According to a 2010 Consumer Reports survey of approximately 1,200 people aged 40 to 60 with no history of heart disease or heart disease symptoms, during the previous five years, 39 percent had undergone an EKG and 12 percent had an exercise stress test.

Inaccurate results may be produced from these tests, triggering risky follow-up tests such as CT and coronary angiography, exposing patients to notable radiation levels.

“Manufacturers are doing a great job in developing new equipment that reduces patients’ radiation exposure,” says Hendel. “But the very best way to reduce radiation exposure is to just not do the tests. So if a patient doesn’t need it, we won’t do it at all. The field becomes stronger, more legitimized and credible.”

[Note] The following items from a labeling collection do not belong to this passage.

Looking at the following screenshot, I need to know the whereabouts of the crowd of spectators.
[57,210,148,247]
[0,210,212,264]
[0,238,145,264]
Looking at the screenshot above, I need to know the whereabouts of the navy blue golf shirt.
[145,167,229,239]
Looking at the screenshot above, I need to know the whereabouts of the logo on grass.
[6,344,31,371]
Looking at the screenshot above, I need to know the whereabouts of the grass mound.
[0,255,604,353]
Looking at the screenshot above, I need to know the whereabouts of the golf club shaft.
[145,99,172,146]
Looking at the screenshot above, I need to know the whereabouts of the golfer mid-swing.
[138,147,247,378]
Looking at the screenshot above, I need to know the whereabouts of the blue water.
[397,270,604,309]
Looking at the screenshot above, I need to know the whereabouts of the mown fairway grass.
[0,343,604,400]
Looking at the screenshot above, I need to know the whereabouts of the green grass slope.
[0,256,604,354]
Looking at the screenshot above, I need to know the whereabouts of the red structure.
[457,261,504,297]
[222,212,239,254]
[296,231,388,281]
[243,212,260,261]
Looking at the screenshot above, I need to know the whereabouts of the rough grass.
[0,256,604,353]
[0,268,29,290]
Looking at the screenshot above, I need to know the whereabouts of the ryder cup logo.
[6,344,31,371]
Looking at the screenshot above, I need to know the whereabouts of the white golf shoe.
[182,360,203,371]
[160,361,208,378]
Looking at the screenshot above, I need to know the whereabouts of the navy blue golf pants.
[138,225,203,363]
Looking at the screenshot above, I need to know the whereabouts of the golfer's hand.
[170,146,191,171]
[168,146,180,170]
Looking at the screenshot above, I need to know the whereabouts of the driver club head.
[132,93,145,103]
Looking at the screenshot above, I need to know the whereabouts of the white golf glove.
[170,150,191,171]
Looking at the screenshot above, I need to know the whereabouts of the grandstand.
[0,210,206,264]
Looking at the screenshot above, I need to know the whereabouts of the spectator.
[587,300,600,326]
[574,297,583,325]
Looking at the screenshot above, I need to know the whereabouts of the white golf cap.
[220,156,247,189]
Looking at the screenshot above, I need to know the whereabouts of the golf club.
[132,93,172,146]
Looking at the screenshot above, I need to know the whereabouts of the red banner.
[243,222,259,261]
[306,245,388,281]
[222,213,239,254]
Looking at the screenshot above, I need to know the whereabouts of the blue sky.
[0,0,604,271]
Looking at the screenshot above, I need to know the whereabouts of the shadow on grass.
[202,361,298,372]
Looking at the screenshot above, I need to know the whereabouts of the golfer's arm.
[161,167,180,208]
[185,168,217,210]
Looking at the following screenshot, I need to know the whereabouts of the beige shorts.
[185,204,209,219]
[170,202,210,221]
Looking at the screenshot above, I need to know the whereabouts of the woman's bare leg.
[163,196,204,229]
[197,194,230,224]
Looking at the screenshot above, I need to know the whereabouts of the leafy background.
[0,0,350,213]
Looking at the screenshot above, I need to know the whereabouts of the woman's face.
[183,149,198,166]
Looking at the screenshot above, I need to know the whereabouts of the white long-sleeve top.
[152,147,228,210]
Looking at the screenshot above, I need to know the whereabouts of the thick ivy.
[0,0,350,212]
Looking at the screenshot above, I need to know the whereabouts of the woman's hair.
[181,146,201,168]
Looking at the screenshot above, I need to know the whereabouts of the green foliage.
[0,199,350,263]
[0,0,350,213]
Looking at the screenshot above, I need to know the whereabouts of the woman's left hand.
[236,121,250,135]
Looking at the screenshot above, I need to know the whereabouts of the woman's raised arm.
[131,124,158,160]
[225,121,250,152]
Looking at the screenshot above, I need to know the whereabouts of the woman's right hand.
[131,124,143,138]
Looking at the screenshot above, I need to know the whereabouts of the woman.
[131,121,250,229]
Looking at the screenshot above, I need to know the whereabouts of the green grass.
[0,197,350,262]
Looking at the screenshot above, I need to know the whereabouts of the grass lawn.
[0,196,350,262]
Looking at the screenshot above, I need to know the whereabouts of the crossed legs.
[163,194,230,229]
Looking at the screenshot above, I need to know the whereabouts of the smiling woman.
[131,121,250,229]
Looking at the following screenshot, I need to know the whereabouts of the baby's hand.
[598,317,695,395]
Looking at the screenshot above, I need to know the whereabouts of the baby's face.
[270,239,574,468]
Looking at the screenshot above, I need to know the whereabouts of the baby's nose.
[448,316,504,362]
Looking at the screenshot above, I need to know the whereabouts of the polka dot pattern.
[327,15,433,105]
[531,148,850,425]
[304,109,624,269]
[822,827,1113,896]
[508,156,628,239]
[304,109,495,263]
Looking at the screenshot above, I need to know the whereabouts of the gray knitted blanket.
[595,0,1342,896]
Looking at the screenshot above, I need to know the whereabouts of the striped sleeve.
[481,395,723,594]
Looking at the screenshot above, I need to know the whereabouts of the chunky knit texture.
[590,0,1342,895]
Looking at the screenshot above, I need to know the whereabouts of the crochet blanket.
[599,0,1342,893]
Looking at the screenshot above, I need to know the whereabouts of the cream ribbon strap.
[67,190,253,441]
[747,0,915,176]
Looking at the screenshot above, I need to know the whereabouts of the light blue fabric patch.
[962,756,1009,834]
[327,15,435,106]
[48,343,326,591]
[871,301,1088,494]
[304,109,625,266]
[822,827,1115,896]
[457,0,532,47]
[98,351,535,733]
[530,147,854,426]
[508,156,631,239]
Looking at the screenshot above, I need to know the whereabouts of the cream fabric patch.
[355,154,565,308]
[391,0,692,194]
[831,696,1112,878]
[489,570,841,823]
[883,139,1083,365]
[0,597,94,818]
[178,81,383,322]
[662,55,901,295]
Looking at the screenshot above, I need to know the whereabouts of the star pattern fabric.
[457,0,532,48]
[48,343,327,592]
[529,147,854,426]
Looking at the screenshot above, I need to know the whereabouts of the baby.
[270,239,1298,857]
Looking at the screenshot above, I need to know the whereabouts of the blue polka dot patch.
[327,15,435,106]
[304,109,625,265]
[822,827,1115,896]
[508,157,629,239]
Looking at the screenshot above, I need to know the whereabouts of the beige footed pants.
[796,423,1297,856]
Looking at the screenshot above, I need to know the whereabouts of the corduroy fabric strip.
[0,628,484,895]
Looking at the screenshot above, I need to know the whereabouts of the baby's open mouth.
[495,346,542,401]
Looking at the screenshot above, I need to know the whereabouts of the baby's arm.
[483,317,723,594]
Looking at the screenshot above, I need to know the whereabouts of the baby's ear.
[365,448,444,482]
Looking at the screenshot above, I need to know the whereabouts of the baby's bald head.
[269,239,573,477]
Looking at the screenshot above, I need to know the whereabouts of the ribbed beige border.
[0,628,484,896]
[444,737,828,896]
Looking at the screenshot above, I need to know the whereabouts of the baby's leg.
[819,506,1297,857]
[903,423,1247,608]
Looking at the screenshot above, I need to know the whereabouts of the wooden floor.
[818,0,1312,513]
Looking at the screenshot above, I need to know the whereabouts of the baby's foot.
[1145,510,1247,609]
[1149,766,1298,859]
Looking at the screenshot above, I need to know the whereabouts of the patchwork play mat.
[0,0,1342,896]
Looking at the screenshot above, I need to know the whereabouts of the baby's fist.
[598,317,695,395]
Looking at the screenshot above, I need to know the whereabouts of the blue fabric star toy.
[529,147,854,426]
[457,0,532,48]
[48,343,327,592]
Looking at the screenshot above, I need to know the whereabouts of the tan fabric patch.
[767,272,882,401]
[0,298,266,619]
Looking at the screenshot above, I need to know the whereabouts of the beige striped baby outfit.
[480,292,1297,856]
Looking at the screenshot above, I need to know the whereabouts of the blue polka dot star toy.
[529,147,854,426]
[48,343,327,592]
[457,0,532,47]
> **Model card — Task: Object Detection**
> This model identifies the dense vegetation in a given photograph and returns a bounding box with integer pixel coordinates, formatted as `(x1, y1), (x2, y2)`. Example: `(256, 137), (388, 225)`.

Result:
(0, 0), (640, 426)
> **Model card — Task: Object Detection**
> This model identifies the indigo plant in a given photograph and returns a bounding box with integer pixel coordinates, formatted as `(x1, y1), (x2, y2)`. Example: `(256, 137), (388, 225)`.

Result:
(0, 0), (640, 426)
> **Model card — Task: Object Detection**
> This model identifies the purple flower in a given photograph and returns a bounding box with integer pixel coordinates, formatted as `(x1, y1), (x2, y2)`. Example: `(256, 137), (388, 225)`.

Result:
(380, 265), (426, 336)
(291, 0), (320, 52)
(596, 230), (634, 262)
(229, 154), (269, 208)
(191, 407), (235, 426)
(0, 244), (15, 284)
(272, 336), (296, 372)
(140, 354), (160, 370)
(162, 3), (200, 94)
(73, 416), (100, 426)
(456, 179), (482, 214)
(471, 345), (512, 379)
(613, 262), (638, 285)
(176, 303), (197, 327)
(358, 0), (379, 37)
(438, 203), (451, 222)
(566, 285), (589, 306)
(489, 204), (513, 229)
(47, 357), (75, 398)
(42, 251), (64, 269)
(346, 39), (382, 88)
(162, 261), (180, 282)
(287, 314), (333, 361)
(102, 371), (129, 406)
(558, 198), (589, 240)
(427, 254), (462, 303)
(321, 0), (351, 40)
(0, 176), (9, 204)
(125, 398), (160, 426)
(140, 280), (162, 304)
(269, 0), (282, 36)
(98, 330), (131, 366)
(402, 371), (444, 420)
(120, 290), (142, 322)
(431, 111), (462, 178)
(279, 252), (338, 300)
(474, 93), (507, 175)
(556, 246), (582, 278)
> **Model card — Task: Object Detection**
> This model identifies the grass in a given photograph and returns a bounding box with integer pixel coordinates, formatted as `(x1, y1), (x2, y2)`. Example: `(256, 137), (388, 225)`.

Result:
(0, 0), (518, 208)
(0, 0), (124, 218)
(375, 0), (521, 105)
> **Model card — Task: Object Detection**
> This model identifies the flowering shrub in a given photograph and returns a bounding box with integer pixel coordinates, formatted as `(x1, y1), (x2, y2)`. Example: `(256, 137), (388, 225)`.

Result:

Adding to the considerations is the price of testing – a particular sore spot when deemed unnecessary. An exercise stress test can cost upwards of $300, while an EKG can go to the tune of $50, says HealthcareBlueBook.com. In fact, a Mayo Clinic study, published in April by the American Heart Association Journal, found that $8 billion dollars is spent in health care costs on the six million patients admitted to emergency rooms each year with chest pain. The study’s use of a “decision aid” — a tool that educates patients about their treatment — found that patients opted to be admitted for stress testing 58 percent of the time, as opposed to the 77 percent of patients who were not counseled.